CONDITIONAL ROUTING ENHANCEMENTS FOR COMPLEX RECORD APPROVALS

ORACLE PRIMAVERA UNIFIER

DOWNLOAD THE PDF HERE

In Unifier, routing for each step provides for Single, Majority or Consensus options to progress a document. Options to pre-assign or select users at time of routing also provide some opportunity for simple routing requirements but have some limitations in real-world experience. This tip outlines a couple of these scenarios and their solutions.

 

Consider Scenario 1—different reviewers for each record

For Change Orders, there are two or three steps where multiple users are required to approve, but this list changes for each change order. In this scenario, the only option above is to manually route (pick) the users at each of these steps. A better solution would be to define these users in the upper form and use those values to filter the pre-assignment list. This way, the same list can be used and re-used for that record, but a different set of reviewers could apply to the next change order.

 

Consider Scenario 2—different reviewers and routing in order

Change Order final approval requires multiple recommendations followed by multiple approvers and these must all be routed in order. In this scenario, routing in order would require a separate step for each recommend/approve action because as one step all would receive simultaneously. Second, routing as separate steps might require routing back to a document control person to enter who the next recommend/approver would be. For this, the better solution would be again to define the list in the upper form and use the values to filter the pre-assignment at each step. This would eliminate the interim document control step between each and would better automate the routing.

 

Solutions

Different Reviewers by Record

  1. Create data elements to record the user name and login name.
    • You can also add data elements to determine if routing is required (yes/no) and then use this in a dynamic dataset to require entry.
  2. In the step for routing, select the GROUP where all reviewers are included then uses the “Additional Conditions” to filter the routing by the data element(s) (login name) from the upper form.
    • Repeat this for each step where this group gets routed—for example at initial review and final approval.
  3. Prior to routing, the data elements in #1 would be set to required (based on dynamic data set) so that routing would automatically flow to those parties.
  4. This eliminates the manual picking of names at each step (prone to error—“I missed one of the approvers”

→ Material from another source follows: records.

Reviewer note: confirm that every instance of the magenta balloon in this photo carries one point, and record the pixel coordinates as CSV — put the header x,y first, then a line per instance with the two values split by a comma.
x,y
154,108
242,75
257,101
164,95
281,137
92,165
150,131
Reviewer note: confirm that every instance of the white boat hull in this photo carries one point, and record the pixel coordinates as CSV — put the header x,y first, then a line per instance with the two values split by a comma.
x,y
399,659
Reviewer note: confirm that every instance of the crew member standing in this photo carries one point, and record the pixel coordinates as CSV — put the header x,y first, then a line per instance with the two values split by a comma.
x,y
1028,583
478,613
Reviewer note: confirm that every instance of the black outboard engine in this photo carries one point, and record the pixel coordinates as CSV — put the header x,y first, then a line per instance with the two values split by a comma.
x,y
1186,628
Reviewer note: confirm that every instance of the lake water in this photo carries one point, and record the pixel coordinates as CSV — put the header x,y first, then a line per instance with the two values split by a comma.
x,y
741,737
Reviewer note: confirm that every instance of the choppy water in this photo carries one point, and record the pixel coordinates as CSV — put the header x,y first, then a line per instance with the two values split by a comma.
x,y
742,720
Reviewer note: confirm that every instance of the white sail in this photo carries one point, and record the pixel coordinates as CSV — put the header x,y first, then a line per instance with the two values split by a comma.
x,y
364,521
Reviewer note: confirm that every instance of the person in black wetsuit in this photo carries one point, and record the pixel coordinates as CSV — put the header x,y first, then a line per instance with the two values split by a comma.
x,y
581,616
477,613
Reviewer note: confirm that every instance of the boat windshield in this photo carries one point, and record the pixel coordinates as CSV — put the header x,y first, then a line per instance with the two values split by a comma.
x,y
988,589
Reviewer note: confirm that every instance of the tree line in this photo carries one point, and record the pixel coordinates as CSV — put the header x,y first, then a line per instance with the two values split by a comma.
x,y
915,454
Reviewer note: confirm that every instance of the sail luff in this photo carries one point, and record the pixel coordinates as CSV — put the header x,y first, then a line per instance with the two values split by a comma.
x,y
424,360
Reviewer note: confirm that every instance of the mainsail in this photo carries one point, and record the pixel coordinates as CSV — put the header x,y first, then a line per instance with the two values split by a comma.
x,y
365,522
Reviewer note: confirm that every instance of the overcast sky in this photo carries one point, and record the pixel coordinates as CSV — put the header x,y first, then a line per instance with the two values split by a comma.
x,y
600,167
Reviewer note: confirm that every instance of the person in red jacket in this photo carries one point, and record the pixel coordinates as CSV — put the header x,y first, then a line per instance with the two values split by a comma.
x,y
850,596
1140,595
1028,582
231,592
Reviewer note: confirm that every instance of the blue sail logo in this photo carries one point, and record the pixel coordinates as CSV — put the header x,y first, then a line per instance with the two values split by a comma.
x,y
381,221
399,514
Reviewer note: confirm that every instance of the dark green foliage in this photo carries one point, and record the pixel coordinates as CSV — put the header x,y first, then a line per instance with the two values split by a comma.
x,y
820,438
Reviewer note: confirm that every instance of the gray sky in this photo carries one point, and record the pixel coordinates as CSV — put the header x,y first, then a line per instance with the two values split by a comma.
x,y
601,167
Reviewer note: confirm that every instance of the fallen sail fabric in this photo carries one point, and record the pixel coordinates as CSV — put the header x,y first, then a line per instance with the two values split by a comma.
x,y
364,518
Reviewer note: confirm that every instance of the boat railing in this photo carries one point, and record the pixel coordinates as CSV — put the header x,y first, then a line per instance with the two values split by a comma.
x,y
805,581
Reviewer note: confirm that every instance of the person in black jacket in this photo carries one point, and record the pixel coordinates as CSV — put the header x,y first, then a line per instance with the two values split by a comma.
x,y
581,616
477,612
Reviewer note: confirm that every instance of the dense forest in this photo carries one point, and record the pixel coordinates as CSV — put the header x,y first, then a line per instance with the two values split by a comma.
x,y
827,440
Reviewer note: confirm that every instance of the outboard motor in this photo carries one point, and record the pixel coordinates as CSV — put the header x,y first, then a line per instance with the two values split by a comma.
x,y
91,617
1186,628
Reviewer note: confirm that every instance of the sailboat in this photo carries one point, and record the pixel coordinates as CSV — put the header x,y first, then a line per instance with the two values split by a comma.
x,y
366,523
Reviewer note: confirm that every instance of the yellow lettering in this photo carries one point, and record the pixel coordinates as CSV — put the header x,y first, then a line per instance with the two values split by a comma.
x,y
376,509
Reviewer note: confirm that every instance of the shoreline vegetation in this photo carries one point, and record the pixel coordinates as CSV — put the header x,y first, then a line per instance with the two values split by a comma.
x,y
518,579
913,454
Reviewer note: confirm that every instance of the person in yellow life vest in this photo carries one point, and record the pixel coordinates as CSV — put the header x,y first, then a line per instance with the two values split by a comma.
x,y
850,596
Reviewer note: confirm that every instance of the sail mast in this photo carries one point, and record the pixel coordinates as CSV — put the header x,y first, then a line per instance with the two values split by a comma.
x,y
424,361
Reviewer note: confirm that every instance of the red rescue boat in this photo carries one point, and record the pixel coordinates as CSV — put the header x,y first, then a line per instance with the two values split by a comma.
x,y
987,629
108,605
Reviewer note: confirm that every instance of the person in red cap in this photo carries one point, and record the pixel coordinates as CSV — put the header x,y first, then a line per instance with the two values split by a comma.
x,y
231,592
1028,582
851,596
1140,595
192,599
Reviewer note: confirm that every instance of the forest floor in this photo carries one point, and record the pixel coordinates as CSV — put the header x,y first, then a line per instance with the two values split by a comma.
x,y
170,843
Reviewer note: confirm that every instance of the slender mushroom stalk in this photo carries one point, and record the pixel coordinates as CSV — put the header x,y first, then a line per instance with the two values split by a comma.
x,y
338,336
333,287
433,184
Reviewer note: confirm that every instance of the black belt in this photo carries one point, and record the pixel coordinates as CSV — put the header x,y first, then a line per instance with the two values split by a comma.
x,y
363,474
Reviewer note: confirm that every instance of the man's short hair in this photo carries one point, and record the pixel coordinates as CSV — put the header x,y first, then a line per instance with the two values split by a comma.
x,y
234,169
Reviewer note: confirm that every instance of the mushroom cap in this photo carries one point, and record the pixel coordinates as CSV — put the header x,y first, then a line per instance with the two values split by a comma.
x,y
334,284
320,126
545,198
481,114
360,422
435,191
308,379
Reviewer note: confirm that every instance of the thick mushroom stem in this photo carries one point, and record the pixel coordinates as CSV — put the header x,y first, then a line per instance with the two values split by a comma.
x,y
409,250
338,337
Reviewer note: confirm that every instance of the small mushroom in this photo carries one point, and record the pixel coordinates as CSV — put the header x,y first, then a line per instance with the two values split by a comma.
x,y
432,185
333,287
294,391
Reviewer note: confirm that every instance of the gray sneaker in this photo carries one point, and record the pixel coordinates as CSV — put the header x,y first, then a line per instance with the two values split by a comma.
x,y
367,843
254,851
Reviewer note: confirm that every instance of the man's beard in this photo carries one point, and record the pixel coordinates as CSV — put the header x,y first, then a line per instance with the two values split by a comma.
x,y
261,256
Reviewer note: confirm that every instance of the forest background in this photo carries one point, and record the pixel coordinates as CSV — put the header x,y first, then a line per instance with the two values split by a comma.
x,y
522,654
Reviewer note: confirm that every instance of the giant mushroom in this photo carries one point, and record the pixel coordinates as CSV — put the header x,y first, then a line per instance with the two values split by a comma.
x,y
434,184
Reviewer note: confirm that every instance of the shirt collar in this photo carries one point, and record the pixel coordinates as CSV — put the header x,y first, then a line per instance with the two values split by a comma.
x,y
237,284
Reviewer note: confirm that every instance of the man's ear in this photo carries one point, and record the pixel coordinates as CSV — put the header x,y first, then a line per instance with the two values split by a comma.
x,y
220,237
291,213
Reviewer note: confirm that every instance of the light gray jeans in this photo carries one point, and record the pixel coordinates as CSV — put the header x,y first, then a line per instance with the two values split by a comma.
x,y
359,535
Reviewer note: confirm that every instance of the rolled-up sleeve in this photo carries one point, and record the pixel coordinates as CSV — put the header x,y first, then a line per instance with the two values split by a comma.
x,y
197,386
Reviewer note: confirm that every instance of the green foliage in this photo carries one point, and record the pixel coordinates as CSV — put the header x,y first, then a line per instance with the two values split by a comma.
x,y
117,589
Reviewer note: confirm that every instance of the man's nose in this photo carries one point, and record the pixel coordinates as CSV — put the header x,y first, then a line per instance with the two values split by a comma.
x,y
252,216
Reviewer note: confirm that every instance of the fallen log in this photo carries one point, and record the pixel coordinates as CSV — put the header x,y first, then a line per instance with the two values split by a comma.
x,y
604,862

Routing Reviewers in Order

  1. Create data elements to record the user name and login name.
    • You can also add data elements to determine if routing is required (yes/no) and then use this in a dynamic dataset to require entry.
  2. Set up separate step for each reviewer and route them serially—in order.
  3. Select the GROUP where the reviewer is included then use the “Additional Conditions” to filter the routing by the data element(s) (login name) from the upper form.
    • Repeat this for each step.
  4. If the routing is static—always to 5 people in order—this is sufficient.
    • Note: You’ll want to make the data elements required at the appropriate step to make sure that they are filled in.
  5. If the routing varies—sometime to 3 people, sometimes to 5, you’ll need to build in conditional branching that bypasses the steps that are not required.
    • That way if the first three are filled in, it will skip the last two steps automatically.
  6. Doing this will route them in the order you defined in the upper form and will do this automatically without any intervention after sending.